Ilumencarnados seres

haroldo de campos

haroldo de campos

Depoimentos

Em matéria de recepção do novo o Brasil (e não apenas o Brasil) sempre foi conservador, quando não reacionário diante da informação inventiva, que escapa aos padrões de redundância aos quais o público está habituado e conformado. Considero o movimento tropicalista uma fase muito importante da música popular brasileira, fundamental, por seu contributo em termos de inovação e experimentação.

O disco mais radical, no Tropicalismo, em termos de “canibalização” de experiências, tanto poéticas (letra) quanto musicais (estas nutridas, em parte, nos rumos de invenção da nova música erudita) foi sem dúvida o ARAÇÁ AZUL de Caetano.

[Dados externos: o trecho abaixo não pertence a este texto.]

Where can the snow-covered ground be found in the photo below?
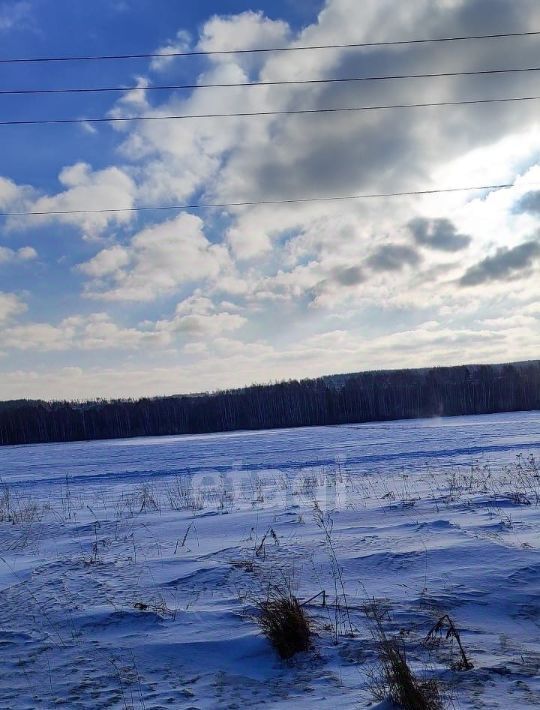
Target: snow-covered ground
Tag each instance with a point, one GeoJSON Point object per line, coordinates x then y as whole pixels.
{"type": "Point", "coordinates": [130, 570]}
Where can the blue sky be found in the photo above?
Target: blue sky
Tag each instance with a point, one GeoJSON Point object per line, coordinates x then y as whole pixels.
{"type": "Point", "coordinates": [154, 303]}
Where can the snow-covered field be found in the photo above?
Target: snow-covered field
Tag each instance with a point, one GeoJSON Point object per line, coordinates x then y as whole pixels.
{"type": "Point", "coordinates": [130, 570]}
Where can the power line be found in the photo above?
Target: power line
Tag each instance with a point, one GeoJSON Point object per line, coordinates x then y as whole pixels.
{"type": "Point", "coordinates": [250, 114]}
{"type": "Point", "coordinates": [261, 50]}
{"type": "Point", "coordinates": [255, 203]}
{"type": "Point", "coordinates": [284, 82]}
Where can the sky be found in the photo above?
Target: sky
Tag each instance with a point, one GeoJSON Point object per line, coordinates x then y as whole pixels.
{"type": "Point", "coordinates": [169, 301]}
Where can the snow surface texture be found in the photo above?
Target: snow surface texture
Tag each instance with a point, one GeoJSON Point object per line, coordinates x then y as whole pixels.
{"type": "Point", "coordinates": [130, 570]}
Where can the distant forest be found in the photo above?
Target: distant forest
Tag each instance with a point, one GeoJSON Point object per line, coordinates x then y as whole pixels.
{"type": "Point", "coordinates": [339, 399]}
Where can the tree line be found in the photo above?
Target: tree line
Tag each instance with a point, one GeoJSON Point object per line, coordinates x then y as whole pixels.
{"type": "Point", "coordinates": [339, 399]}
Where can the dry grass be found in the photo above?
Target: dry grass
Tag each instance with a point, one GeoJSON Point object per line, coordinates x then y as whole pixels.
{"type": "Point", "coordinates": [394, 679]}
{"type": "Point", "coordinates": [285, 624]}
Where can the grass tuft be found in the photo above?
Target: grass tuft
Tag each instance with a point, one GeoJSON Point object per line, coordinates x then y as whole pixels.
{"type": "Point", "coordinates": [285, 624]}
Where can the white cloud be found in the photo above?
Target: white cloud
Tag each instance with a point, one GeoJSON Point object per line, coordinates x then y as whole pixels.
{"type": "Point", "coordinates": [14, 14]}
{"type": "Point", "coordinates": [85, 189]}
{"type": "Point", "coordinates": [158, 260]}
{"type": "Point", "coordinates": [10, 256]}
{"type": "Point", "coordinates": [94, 332]}
{"type": "Point", "coordinates": [198, 318]}
{"type": "Point", "coordinates": [10, 306]}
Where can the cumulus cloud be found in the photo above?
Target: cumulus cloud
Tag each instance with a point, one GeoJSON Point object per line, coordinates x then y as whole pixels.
{"type": "Point", "coordinates": [14, 14]}
{"type": "Point", "coordinates": [366, 263]}
{"type": "Point", "coordinates": [85, 189]}
{"type": "Point", "coordinates": [440, 234]}
{"type": "Point", "coordinates": [506, 264]}
{"type": "Point", "coordinates": [12, 256]}
{"type": "Point", "coordinates": [393, 257]}
{"type": "Point", "coordinates": [529, 203]}
{"type": "Point", "coordinates": [94, 332]}
{"type": "Point", "coordinates": [10, 306]}
{"type": "Point", "coordinates": [158, 260]}
{"type": "Point", "coordinates": [198, 318]}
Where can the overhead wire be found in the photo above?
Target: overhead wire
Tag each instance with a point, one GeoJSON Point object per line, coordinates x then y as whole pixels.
{"type": "Point", "coordinates": [282, 82]}
{"type": "Point", "coordinates": [261, 50]}
{"type": "Point", "coordinates": [250, 114]}
{"type": "Point", "coordinates": [256, 203]}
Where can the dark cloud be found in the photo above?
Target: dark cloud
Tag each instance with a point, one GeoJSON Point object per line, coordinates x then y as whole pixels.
{"type": "Point", "coordinates": [398, 149]}
{"type": "Point", "coordinates": [529, 203]}
{"type": "Point", "coordinates": [505, 265]}
{"type": "Point", "coordinates": [439, 234]}
{"type": "Point", "coordinates": [393, 257]}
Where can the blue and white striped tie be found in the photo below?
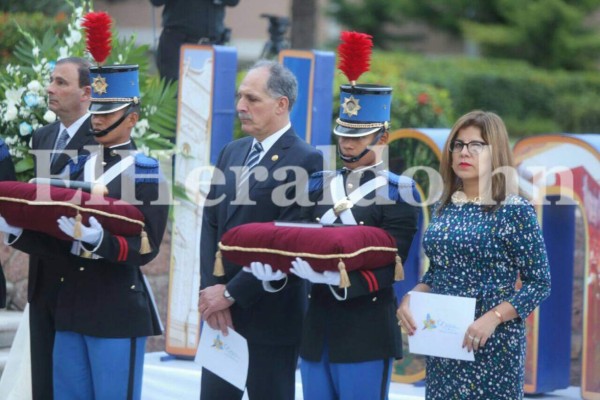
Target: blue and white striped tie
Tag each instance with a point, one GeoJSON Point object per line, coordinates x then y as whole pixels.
{"type": "Point", "coordinates": [61, 143]}
{"type": "Point", "coordinates": [252, 160]}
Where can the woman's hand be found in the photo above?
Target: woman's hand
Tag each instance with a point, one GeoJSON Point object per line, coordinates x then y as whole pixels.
{"type": "Point", "coordinates": [405, 318]}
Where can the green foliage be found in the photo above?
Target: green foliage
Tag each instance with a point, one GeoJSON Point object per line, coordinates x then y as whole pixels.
{"type": "Point", "coordinates": [414, 104]}
{"type": "Point", "coordinates": [35, 23]}
{"type": "Point", "coordinates": [530, 100]}
{"type": "Point", "coordinates": [48, 7]}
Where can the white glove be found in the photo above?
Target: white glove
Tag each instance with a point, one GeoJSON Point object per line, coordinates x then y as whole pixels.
{"type": "Point", "coordinates": [9, 229]}
{"type": "Point", "coordinates": [302, 269]}
{"type": "Point", "coordinates": [264, 272]}
{"type": "Point", "coordinates": [89, 234]}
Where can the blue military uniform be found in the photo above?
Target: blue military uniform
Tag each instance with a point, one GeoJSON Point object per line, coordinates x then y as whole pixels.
{"type": "Point", "coordinates": [7, 173]}
{"type": "Point", "coordinates": [350, 336]}
{"type": "Point", "coordinates": [358, 324]}
{"type": "Point", "coordinates": [105, 308]}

Creio que os tropicalistas se informaram, através dos poetas concretos, a respeito de Oswald de Andrade, de Sousândre (o mais radical e inventivo poeta de nosso Romantismo, que Augusto e eu repusemos em circulação) e de outros internacionais como Joyce, Pound, E.E. Cumings, Mallarmé / Un Coup De Dés (todos por nós traduzidos). Também, parece-me, sendo geracionalmente mais jovens, terão recebido influência da teoria e da prática da Poesia Concreta.

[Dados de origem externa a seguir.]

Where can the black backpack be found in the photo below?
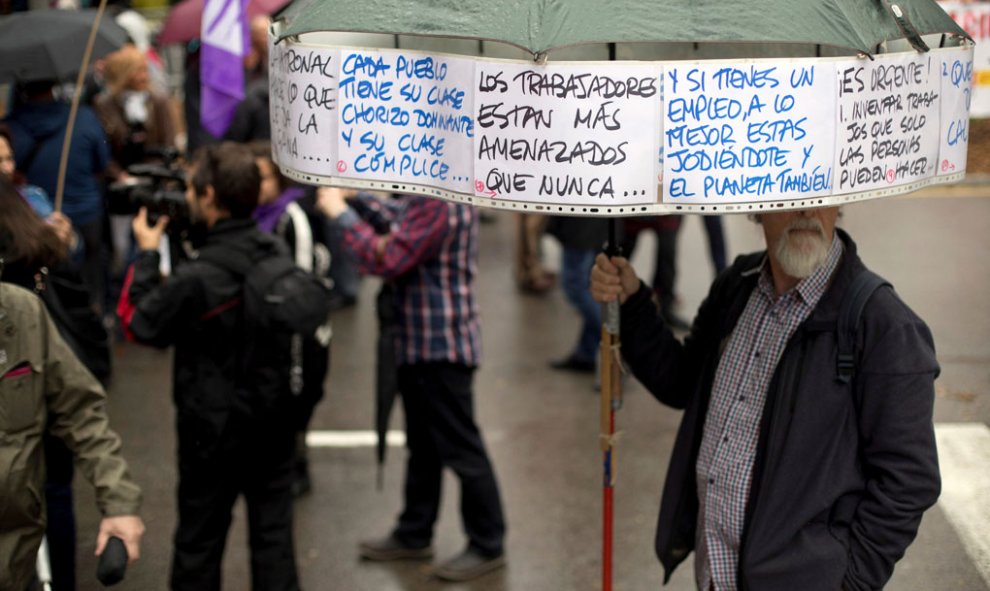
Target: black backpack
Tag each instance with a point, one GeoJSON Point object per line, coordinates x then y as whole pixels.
{"type": "Point", "coordinates": [853, 302]}
{"type": "Point", "coordinates": [278, 296]}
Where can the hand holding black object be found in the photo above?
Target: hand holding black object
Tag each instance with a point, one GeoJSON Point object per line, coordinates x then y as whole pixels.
{"type": "Point", "coordinates": [113, 562]}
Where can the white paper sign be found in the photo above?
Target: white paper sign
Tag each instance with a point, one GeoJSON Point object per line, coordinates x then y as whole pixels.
{"type": "Point", "coordinates": [407, 117]}
{"type": "Point", "coordinates": [957, 80]}
{"type": "Point", "coordinates": [888, 121]}
{"type": "Point", "coordinates": [741, 132]}
{"type": "Point", "coordinates": [303, 106]}
{"type": "Point", "coordinates": [568, 134]}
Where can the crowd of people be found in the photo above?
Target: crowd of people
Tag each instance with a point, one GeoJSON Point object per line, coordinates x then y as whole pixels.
{"type": "Point", "coordinates": [783, 475]}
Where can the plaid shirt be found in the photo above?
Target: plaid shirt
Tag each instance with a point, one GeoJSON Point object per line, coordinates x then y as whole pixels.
{"type": "Point", "coordinates": [732, 427]}
{"type": "Point", "coordinates": [431, 254]}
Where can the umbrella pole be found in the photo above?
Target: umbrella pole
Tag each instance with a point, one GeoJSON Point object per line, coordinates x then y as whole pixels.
{"type": "Point", "coordinates": [611, 400]}
{"type": "Point", "coordinates": [76, 97]}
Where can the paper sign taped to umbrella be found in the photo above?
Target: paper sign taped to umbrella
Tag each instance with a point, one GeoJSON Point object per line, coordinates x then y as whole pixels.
{"type": "Point", "coordinates": [597, 138]}
{"type": "Point", "coordinates": [570, 134]}
{"type": "Point", "coordinates": [887, 128]}
{"type": "Point", "coordinates": [741, 132]}
{"type": "Point", "coordinates": [957, 81]}
{"type": "Point", "coordinates": [303, 105]}
{"type": "Point", "coordinates": [406, 117]}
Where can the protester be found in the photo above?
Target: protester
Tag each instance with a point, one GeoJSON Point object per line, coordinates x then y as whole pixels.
{"type": "Point", "coordinates": [783, 476]}
{"type": "Point", "coordinates": [666, 227]}
{"type": "Point", "coordinates": [44, 388]}
{"type": "Point", "coordinates": [33, 194]}
{"type": "Point", "coordinates": [38, 123]}
{"type": "Point", "coordinates": [136, 119]}
{"type": "Point", "coordinates": [230, 384]}
{"type": "Point", "coordinates": [428, 249]}
{"type": "Point", "coordinates": [581, 238]}
{"type": "Point", "coordinates": [36, 244]}
{"type": "Point", "coordinates": [289, 211]}
{"type": "Point", "coordinates": [531, 276]}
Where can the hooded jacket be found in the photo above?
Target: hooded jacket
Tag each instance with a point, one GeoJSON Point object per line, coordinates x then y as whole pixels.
{"type": "Point", "coordinates": [842, 473]}
{"type": "Point", "coordinates": [41, 378]}
{"type": "Point", "coordinates": [198, 310]}
{"type": "Point", "coordinates": [88, 157]}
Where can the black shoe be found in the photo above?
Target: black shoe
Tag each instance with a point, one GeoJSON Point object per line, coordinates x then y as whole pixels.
{"type": "Point", "coordinates": [391, 548]}
{"type": "Point", "coordinates": [469, 565]}
{"type": "Point", "coordinates": [301, 484]}
{"type": "Point", "coordinates": [573, 363]}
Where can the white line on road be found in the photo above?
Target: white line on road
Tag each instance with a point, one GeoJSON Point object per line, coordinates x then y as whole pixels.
{"type": "Point", "coordinates": [964, 460]}
{"type": "Point", "coordinates": [352, 438]}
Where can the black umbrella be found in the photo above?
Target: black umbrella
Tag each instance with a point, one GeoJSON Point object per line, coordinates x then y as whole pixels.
{"type": "Point", "coordinates": [47, 44]}
{"type": "Point", "coordinates": [386, 382]}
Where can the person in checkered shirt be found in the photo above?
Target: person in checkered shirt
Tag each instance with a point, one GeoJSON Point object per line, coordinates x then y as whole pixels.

O primeiro a entrar em contato com os baianos foi o Augusto que, além de poeta, é musicólogo (vide seu livro pioneiro O Balanço da Bossa) e terá sido o primeiro (ou um dos primeiríssimos) críticos a proclamar e defender a importância dos baianos, em termos de renovação da MPB, através, inicialmente, de artigos em jornais de S.P. e do Rio.

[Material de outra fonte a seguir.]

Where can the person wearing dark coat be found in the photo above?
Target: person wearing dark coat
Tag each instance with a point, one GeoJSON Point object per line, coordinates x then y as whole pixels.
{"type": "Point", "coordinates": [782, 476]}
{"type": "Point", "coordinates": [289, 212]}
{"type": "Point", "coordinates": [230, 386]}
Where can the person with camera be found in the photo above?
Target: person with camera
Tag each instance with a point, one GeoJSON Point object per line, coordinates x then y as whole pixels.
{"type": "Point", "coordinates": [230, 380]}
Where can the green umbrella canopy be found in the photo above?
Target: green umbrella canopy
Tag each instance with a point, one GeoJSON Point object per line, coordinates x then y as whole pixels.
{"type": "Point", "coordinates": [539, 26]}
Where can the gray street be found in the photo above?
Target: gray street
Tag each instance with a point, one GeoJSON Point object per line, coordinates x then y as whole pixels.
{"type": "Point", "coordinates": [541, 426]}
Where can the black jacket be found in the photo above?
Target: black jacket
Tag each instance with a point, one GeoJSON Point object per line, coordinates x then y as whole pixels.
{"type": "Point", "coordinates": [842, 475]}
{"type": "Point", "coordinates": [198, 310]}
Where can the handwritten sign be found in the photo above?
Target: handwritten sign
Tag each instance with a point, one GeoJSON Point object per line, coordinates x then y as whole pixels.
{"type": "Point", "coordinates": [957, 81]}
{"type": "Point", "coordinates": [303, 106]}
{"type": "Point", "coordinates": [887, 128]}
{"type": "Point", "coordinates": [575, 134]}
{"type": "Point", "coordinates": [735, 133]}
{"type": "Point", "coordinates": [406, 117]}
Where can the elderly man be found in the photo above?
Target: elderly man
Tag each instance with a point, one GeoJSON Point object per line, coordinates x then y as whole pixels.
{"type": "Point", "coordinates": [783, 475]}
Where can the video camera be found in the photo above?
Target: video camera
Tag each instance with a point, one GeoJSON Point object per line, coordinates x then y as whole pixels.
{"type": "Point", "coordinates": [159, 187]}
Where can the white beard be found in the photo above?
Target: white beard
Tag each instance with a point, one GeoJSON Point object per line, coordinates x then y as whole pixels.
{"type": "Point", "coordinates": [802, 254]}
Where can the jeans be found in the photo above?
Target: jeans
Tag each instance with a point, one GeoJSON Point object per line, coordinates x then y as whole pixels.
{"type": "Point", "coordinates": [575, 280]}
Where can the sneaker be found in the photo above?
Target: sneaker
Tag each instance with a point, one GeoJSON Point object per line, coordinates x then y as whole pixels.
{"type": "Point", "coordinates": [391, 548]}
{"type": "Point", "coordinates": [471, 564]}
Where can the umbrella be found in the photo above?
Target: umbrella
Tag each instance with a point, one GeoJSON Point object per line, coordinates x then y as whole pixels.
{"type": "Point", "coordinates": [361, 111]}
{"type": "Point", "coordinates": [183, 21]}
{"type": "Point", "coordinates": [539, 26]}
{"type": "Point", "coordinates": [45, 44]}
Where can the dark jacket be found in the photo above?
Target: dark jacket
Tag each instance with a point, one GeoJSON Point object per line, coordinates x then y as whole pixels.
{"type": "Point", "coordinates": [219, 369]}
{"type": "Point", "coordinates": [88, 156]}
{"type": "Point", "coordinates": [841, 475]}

Tive um contato mais estreito com Caetano e Gil, quando eles estavam vivendo em Londres exilados. Fui hóspede deles na “Capela Sixtina” de Chelsea após ter sofrido um acidente de carro. Conversamos muito, li a pedido deles fragmentos das Galáxias, escutei suas composições novas, da fase londrina, e apresentei-lhes Cabrera Infante e sua bela e simpaticíssima mulher e musa Miriam (Caetano leu Três Tristes Tigres em exemplar que lhe emprestei). Desse período datam as reminiscências que, finalmente, redundaram, anos depois no CIRCULADÔ (na canção de mesmo nome, cuja letra é extraída de um texto das referidas Galáxias). Gosto muitíssimo desta canção de Caetano e da maneira como ele montou os fragmentos galáticos.